Not presence vs absence. Not Some vs None. Position in the domain. Are you in safe territory, or are you at the edge where the rules change?
Division by zero isn't a missing value. The denominator exists — it's at the boundary. A model's low-confidence output isn't absent — it's at the boundary between knowledge and uncertainty. The speed of light isn't nothing — it's the boundary your velocity cannot cross.
One distinction. Every domain.
Origin gives you the mechanism. You define what "boundary" means for your domain.
#[derive(Debug, Clone, BoundaryKind)]
pub enum InferBoundary {
LowConfidence { confidence: f64, threshold: f64 },
Hallucinated { claim: String, evidence_score: f64 },
OutOfDomain { distance: f64 },
}This is yours. A trading desk defines ExposureLimitExceeded. A power grid defines FrequencyDeviation. An AV stack defines SensorDegraded. Origin doesn't decide where the boundary is — your domain does. Origin makes sure the compiler enforces it.
The program that won't compile:
#[boundary_check]
fn diagnose(input: &str) -> Diagnosis {
infer(input).unwrap()
}error: boundary not handled: `.unwrap()` bypasses boundary checking
A Value<T> may be at a boundary. Handle it explicitly:
match value {
Value::Interior(v) => /* safe to use */,
Value::Boundary { reason, last } => /* handle each kind */,
}
or use `.or(fallback)` to provide a default value
And if you try to dodge it with a wildcard:
#[boundary_check]
fn diagnose(input: &str) -> String {
match infer(input) {
Value::Interior(d) => use_it(d),
Value::Boundary { .. } => "uncertain".to_string(), // COMPILE ERROR
}
}error: boundary kind ignored: wildcard `Boundary { .. }` catches all boundary kinds
Each boundary kind exists for a reason. Handle them individually.
A wildcard boundary arm is the new `.unwrap()` — it acknowledges
the boundary exists and then ignores what it means.
The cost of carrying the reason and the residual is zero.
Value<T, B> and Option<T> run at the same speed on real inference (DistilBERT-SST-2, Apple Silicon, 512 inferences). Same enum representation. Same branch prediction. The additional fields in the boundary variant exist only when you're at the boundary. When you're interior, the cost is identical.
You are not paying for the information. You are getting it free.
Zero is simultaneously the additive identity and the boundary of division.

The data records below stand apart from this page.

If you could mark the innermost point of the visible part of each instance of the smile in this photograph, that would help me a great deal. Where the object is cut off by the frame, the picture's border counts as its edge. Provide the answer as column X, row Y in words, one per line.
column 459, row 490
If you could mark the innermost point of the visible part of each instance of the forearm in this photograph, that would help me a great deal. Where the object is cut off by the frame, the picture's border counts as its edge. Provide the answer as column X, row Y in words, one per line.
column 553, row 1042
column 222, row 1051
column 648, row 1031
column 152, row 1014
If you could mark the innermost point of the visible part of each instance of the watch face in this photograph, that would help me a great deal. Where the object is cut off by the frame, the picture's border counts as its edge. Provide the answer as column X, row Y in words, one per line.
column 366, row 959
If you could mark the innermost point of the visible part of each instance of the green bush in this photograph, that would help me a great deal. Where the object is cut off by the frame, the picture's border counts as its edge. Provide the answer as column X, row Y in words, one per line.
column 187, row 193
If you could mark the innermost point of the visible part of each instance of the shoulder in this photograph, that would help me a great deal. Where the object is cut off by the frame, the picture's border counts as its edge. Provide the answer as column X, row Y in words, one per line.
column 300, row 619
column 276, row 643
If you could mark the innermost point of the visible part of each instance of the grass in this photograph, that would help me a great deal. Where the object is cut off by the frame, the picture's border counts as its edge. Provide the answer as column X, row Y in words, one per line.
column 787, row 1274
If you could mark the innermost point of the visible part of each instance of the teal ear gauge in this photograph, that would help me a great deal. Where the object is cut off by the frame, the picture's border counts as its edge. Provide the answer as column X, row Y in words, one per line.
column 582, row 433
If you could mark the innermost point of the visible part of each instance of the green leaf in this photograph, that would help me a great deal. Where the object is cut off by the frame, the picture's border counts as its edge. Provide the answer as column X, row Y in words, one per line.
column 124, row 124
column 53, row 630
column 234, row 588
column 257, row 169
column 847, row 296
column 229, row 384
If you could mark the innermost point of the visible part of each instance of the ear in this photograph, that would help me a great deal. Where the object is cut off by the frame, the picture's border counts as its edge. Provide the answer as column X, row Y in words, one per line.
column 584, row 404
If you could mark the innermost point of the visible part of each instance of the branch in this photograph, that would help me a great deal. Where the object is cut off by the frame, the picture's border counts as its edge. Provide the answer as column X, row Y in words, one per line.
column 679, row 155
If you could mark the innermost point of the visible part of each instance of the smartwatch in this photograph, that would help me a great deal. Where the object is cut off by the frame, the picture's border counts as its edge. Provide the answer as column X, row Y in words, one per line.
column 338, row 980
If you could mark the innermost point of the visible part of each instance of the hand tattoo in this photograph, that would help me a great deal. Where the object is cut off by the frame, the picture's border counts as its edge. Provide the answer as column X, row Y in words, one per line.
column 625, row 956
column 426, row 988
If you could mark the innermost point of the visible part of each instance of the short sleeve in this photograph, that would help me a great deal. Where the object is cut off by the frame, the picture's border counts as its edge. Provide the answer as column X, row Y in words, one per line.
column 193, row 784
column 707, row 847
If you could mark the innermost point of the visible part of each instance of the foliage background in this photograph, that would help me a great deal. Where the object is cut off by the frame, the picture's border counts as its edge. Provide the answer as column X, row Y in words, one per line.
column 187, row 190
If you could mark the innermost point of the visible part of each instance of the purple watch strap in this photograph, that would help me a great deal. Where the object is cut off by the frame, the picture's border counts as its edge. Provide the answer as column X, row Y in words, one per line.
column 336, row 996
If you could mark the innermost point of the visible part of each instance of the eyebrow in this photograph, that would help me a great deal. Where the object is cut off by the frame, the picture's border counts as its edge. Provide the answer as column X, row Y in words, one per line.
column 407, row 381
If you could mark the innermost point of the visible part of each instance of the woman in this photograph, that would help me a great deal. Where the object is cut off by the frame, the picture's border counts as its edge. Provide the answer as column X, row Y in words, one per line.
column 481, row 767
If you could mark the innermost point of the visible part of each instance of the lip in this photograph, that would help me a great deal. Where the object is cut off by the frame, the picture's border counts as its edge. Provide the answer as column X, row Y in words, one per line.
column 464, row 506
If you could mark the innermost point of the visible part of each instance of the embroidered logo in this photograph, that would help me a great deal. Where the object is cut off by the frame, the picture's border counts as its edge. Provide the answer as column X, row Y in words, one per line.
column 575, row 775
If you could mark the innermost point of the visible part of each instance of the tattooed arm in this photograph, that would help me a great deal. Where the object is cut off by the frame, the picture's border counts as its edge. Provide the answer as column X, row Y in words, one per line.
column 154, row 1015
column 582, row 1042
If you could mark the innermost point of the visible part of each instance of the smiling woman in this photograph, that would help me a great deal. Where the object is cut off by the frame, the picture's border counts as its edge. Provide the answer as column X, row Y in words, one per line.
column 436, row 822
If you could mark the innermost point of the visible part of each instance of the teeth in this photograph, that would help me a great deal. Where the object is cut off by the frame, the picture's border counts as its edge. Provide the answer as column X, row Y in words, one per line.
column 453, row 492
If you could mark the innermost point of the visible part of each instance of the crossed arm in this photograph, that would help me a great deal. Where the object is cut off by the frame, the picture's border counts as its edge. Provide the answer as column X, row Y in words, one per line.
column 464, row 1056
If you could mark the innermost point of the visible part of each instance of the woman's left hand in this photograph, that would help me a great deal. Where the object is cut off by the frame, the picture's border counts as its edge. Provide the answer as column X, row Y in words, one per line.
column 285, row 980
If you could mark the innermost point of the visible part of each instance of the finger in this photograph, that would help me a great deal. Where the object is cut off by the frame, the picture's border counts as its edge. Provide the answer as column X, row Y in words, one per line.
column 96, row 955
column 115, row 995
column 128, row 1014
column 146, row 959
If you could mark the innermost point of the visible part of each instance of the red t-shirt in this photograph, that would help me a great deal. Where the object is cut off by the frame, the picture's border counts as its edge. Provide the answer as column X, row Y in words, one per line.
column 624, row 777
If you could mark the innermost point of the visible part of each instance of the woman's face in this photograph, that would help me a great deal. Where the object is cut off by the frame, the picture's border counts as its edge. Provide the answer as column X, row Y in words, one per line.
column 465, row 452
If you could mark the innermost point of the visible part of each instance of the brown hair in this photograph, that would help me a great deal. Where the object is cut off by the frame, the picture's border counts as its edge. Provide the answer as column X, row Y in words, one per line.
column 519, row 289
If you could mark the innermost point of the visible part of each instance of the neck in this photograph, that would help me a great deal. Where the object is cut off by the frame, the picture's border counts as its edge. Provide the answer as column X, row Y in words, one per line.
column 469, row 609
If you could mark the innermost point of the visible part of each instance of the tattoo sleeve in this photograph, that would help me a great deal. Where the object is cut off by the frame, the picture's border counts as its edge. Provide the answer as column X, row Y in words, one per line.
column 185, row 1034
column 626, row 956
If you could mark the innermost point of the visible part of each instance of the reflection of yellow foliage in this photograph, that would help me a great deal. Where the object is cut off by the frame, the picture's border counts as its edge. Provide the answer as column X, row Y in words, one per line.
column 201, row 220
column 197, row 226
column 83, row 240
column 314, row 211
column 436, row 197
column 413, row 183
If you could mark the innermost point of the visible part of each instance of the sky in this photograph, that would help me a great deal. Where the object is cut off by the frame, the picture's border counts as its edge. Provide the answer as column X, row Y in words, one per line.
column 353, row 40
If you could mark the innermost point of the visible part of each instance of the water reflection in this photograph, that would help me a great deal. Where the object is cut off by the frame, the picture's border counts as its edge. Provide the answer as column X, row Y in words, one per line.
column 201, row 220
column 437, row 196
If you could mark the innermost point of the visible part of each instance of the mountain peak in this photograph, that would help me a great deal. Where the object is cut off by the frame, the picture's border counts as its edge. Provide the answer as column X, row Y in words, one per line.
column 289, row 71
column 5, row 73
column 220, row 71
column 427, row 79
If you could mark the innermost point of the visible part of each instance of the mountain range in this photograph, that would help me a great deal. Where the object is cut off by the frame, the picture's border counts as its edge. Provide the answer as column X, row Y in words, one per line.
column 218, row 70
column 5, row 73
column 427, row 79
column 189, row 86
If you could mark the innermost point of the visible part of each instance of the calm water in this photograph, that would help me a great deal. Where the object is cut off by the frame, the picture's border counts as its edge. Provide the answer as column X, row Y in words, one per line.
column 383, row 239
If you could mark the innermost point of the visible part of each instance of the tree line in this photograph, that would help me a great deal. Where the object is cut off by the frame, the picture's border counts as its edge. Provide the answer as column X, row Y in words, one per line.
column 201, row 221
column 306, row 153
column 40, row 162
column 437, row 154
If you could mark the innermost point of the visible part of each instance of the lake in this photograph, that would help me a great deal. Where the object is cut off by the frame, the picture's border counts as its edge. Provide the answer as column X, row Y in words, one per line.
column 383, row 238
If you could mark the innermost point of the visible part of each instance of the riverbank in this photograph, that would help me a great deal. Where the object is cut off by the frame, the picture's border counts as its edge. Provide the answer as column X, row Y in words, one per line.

That ambiguity — one value, two roles — is the same ambiguity in every system that handles undefined. NULL, None, NaN, renormalization, three-valued logic — 97 independent workarounds across four fields, all handling the same boundary, none of them unified. Origin resolves it at the type level.
The two-sorted arithmetic repo is the proof that the distinction is necessary. This repo is the proof that the distinction is enforceable. The Lean theorems prove you cannot have a total extension of bounded arithmetic without the two-sort split. The Rust compiler proves you cannot ship code that ignores the split without a compile error. The math forces the design. The design forces the code.
A soft philosophical problem — zero is multiple things, the boundary between knowledge and uncertainty has no name — turned into a hard compiler error.
| Directory | What it does |
|---|---|
src/ |
The core: Value<T, B>, Chain, propagate(), trace(), built-in boundary kinds |
macros/ |
Proc-macros: #[derive(BoundaryKind)] and #[boundary_check] |
python/ |
Pure Python package (pip install origin-lang), same concept, runtime enforcement |
demo/ |
Five industry cascades: healthcare, finance, energy, vehicles, legal |
comparison/ |
Python vs Result vs Origin, structural argument table, branch count comparison |
transpiler/ |
originc: Origin syntax to Rust source (tokenizer, parser, emitter) |
bench/ |
Energy benchmark: DistilBERT-SST-2 via candle, Value vs Option |
spec/ |
Type system specification derived from the Lean 4 proofs |
tests/ |
Cross-crate proof: boundary kind in crate A, value in B, enforcement in C |
RESEARCH.md |
For AI safety researchers: Origin and the total function problem |
A wildcard boundary arm is the new .unwrap().